Learning to confront your fears is an important part of counterdependency therapy. You may be wondering, what kind of fear might a counterdependent person have? Here it is appropriate to remember that counterdependence is also called "fear of intimacy. Counterdependent people are afraid of what they want most. So, a psychologist helps you deal with your fears and learn how to counteract them. He will teach you to question the thinking that keeps you from interacting with others and help you take the first step toward connecting with others. You will soon find that you develop the ability to trust people.

Work on developing positive attitudes

You may have connected your current relationship problems with negative childhood experiences. In this case, a psychologist can help you begin to form a positive attitude in your life in order to move away from the negative aspects of any relationship. The best part is that you can learn to form a positive attitude at any point in your life to see positive changes and get rid of your counterdependency.

Working on the ability to communicate with other people

This would seem to be the best way to deal with counterdependence. Just start communicating with others and establish a healthy addiction. But it's not as easy as you'd like it to be. A psychologist will not just tell you that you need to communicate more with others, but will offer you a workable plan of action that will lead to the desired result.

Work on the development of empathy

Learning to understand other people's feelings and learn to empathize with them, to put yourself in their place is also an important step for counterdependent people. Learning how to do this is sometimes very difficult. But there are steps people can take to acknowledge their biases and move beyond their own worldview. By working with a therapist, you can go step by step in this direction, so that you can finally understand how the people around you feel and thus get rid of the counterdependency.

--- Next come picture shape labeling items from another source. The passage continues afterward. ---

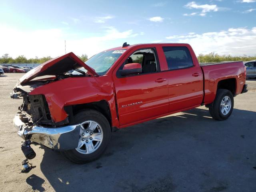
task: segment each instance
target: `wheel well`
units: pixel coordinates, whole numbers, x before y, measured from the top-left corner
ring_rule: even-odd
[[[108,102],[105,100],[91,103],[66,106],[64,107],[64,109],[69,114],[69,120],[70,123],[71,124],[74,120],[74,116],[81,110],[86,109],[94,109],[102,113],[108,121],[110,127],[112,127],[111,114]]]
[[[234,96],[236,94],[236,79],[232,78],[224,79],[220,81],[218,83],[217,89],[225,89],[229,90]]]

Of course, you can try all of the methods described above on your own, and it may work. But by contacting a specialist, you will greatly increase your chances of success. In the process of therapy, you will learn certain coping skills that will help you wean yourself off defense mechanisms and get rid of toxic patterns, as well as appreciate the value of having others in your life. The only important thing to remember is that change takes time! Don't expect to be healed after one session with a psychologist. Be patient and you will soon see positive changes in your life.

And lastly, let's deal with two more important issues:

Is it possible to build a strong relationship with a counter-dependent person?

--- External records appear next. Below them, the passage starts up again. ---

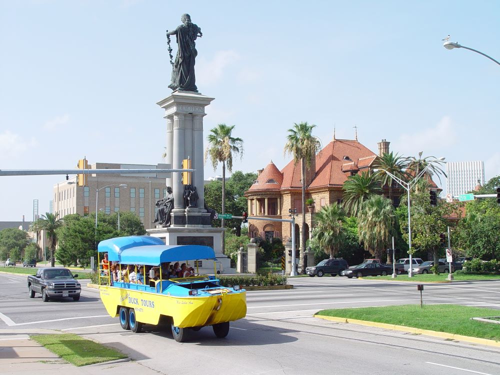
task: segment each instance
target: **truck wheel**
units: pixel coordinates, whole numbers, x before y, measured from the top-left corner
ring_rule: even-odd
[[[172,336],[178,342],[184,342],[188,336],[188,330],[172,324]]]
[[[120,308],[120,312],[118,314],[120,318],[120,326],[124,330],[130,330],[130,326],[128,324],[128,309],[126,308]]]
[[[133,308],[128,310],[128,324],[130,326],[130,330],[134,334],[139,333],[142,328],[142,324],[136,319],[136,310]]]
[[[228,336],[229,333],[229,322],[226,322],[224,323],[214,324],[212,326],[214,328],[214,333],[219,338],[222,338]]]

If you find signs of counterdependence in your partner, do not despair. Practice shows that despite all of the above, a person with counterdependence is quite capable of appreciating and loving you. But much will depend on what you yourself are willing to give to the relationship. 

What are the pluses of counterdependence?

Counterdependent people are independent and charismatic. They do not depend on other people's opinions and are often very hardworking. They often become professionals in their field.